Cult Rooms

You know the rooms. The Currier Ten-Man. That one in Quincy with the deck on the library roof. You've admired them. You've partied in them. Here's what it's like to live in them.

How do you get to live in a legend? How do you become the envy of your peers? Out of all of the rooms on campus, how do you end up in one that everyone knows?

The trick is to get a good lottery number. And maybe to have fate on your side.

Across Harvard's campus, there are a lot of rooms. And there are a few Rooms. Rooms that are called by names, not numbers. Rooms that go early in the lottery. Rooms with an image--a personality.

Maybe there's a Room in every house. Maybe there are only a handful.

"I think we're fulfilling our destiny by living here," says Charles P. Arnold '92. He's one of Them--the 10 Currier House seniors who have chosen (and been chosen) to spend their senior year providing a valuable service to 6400 undergraduates who need to blow off a little steam. They live in the "10-Man." That's all you need to say. Everyone knows what you mean.

"It's got to be one of the best party sites on campus--and it's ours," says Aleksi I. Suvanto '92. "We're basically living in a bar and that's what we all consider it."

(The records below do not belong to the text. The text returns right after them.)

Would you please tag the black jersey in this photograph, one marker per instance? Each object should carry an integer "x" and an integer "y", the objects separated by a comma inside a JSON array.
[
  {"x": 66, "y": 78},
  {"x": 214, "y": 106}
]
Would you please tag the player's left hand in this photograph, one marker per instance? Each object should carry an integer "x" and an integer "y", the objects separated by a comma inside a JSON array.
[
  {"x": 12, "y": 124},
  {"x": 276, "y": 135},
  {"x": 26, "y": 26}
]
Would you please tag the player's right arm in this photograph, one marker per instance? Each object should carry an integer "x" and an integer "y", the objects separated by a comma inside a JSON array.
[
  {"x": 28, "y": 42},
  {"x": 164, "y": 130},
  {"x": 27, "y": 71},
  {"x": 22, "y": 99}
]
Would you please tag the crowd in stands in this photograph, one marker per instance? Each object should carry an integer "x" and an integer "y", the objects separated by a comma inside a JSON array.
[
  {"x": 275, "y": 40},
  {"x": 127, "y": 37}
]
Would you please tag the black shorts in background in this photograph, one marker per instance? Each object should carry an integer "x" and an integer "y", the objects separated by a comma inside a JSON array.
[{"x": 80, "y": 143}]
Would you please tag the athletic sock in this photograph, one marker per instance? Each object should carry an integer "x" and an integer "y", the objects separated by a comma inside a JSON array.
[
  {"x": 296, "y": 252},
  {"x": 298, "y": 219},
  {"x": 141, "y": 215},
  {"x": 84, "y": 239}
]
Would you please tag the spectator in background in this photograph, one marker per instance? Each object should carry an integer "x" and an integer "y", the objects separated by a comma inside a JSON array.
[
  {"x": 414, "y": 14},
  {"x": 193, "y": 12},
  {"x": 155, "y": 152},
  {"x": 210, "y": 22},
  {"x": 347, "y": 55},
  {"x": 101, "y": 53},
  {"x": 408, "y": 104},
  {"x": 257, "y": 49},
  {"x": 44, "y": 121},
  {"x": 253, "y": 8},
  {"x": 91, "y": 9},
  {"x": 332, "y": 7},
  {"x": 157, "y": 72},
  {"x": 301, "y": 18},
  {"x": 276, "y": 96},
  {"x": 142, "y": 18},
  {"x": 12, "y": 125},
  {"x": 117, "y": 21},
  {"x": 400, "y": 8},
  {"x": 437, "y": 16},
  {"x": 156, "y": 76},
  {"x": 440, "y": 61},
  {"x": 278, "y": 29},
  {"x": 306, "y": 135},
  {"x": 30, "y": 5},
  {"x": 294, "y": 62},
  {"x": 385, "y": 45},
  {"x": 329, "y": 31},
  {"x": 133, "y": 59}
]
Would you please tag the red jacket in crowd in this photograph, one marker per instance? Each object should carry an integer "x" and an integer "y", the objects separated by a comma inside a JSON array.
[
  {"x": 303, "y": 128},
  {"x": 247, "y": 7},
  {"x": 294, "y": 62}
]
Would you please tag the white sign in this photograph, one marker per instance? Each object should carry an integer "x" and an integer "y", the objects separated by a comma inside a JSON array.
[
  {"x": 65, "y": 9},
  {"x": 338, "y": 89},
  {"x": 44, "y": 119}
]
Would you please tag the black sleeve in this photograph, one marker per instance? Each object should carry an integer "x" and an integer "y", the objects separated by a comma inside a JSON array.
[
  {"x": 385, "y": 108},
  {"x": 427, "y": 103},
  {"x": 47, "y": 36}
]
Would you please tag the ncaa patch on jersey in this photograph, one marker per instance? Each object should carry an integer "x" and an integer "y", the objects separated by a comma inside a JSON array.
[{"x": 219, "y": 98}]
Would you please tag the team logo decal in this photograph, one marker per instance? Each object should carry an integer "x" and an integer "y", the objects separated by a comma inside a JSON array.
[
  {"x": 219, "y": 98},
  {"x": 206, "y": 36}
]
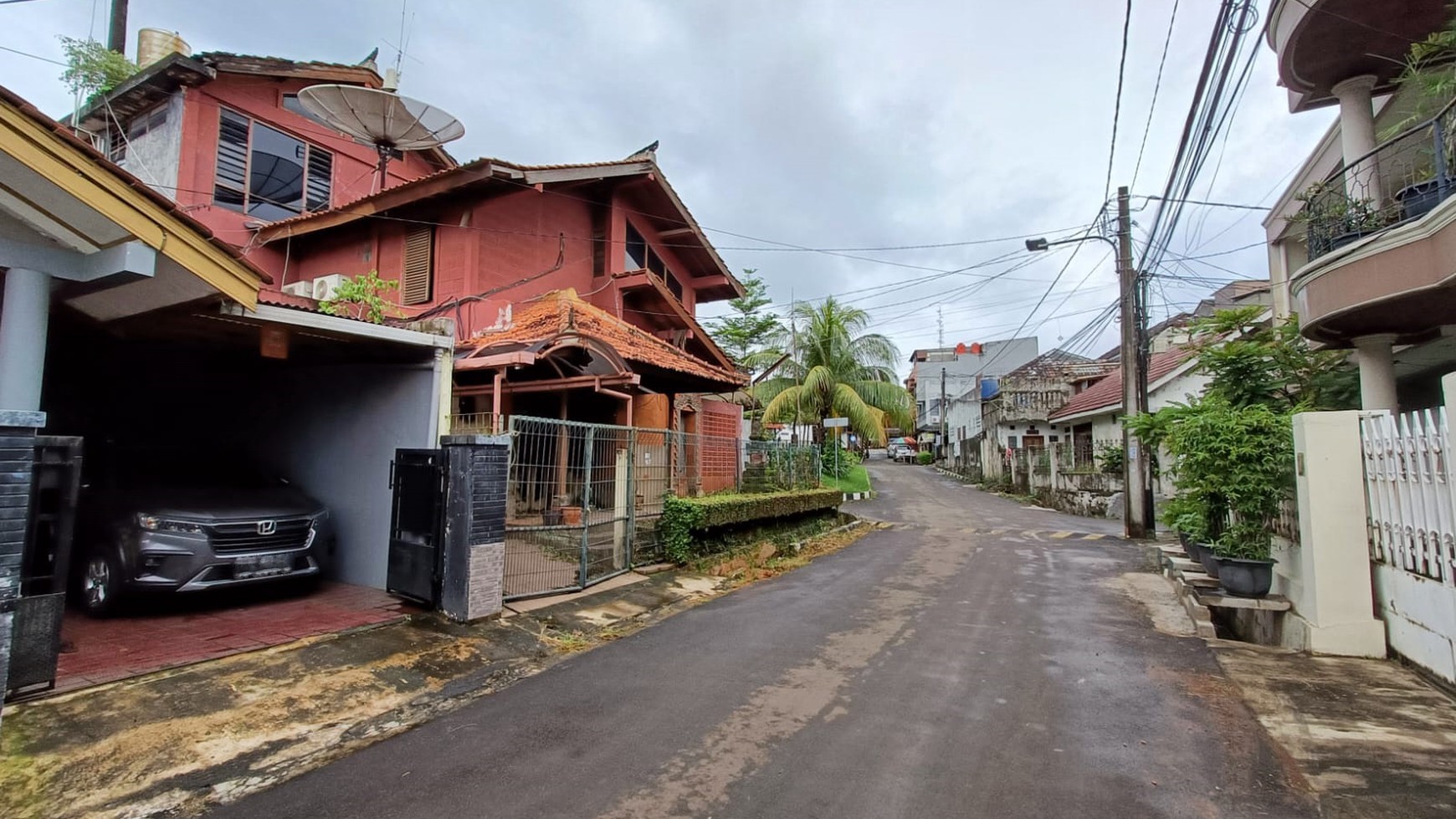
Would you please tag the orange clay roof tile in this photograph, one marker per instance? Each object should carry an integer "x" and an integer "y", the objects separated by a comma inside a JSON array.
[{"x": 564, "y": 311}]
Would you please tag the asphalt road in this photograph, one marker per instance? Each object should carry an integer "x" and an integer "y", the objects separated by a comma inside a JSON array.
[{"x": 931, "y": 669}]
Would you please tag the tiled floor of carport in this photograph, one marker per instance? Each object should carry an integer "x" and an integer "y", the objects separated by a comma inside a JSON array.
[{"x": 173, "y": 632}]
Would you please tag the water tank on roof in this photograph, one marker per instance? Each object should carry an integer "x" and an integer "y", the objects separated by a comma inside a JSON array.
[{"x": 156, "y": 44}]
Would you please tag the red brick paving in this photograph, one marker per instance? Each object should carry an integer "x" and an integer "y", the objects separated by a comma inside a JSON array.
[{"x": 140, "y": 643}]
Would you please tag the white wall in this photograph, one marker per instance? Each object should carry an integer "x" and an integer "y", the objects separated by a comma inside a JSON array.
[
  {"x": 155, "y": 156},
  {"x": 334, "y": 431}
]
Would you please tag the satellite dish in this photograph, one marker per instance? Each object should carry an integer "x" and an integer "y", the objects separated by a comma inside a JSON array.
[{"x": 381, "y": 118}]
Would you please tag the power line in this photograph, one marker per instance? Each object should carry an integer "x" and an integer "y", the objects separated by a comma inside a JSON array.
[
  {"x": 1117, "y": 100},
  {"x": 27, "y": 53},
  {"x": 1233, "y": 206},
  {"x": 1361, "y": 23},
  {"x": 1158, "y": 84}
]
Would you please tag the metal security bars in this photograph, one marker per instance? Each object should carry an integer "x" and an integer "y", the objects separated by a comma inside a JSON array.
[
  {"x": 1400, "y": 181},
  {"x": 582, "y": 499}
]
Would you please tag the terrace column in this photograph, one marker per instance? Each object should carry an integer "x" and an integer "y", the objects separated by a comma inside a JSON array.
[
  {"x": 1357, "y": 137},
  {"x": 23, "y": 320},
  {"x": 1377, "y": 371}
]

On Saturday night, as a toga party rocked inside the Currier Fishbowl, the 10-Man opened its doors--and private staircase--for its inaugural party of the year. The bash, all of its residents agree, was a definite success.

It required some work--10-Man residents rotated half-hour shifts manning the bar (ID required for service) and standing by the door, keeping the crowds from flooding inside. And there were definitely crowds--both outside the door and inside the room.

The 10-Man, its residents understand, is more than just a suite. It's a responsibility. Last week, there was a meeting with the Currier House Masters, and some tutors. The purpose: to outline the rules, the alcohol policy and the building codes. To address expectations.

"They want to make sure we have fun, they want to make sure we stay in school," Charles W. "Chuckie" Hughes '92 explains.

And although the party was, as Suvanto describes it, "a full house," the Currier powers-that-be were apparently pleased with the results. Which is good news, because more trust means more parties. And that, of course, is what it's all about.

"It's just going to be the kind of senior year that you always hear about," Hughes says.

Alan Lefkowitz '92 agrees. "We're just here to have the best year of our lives."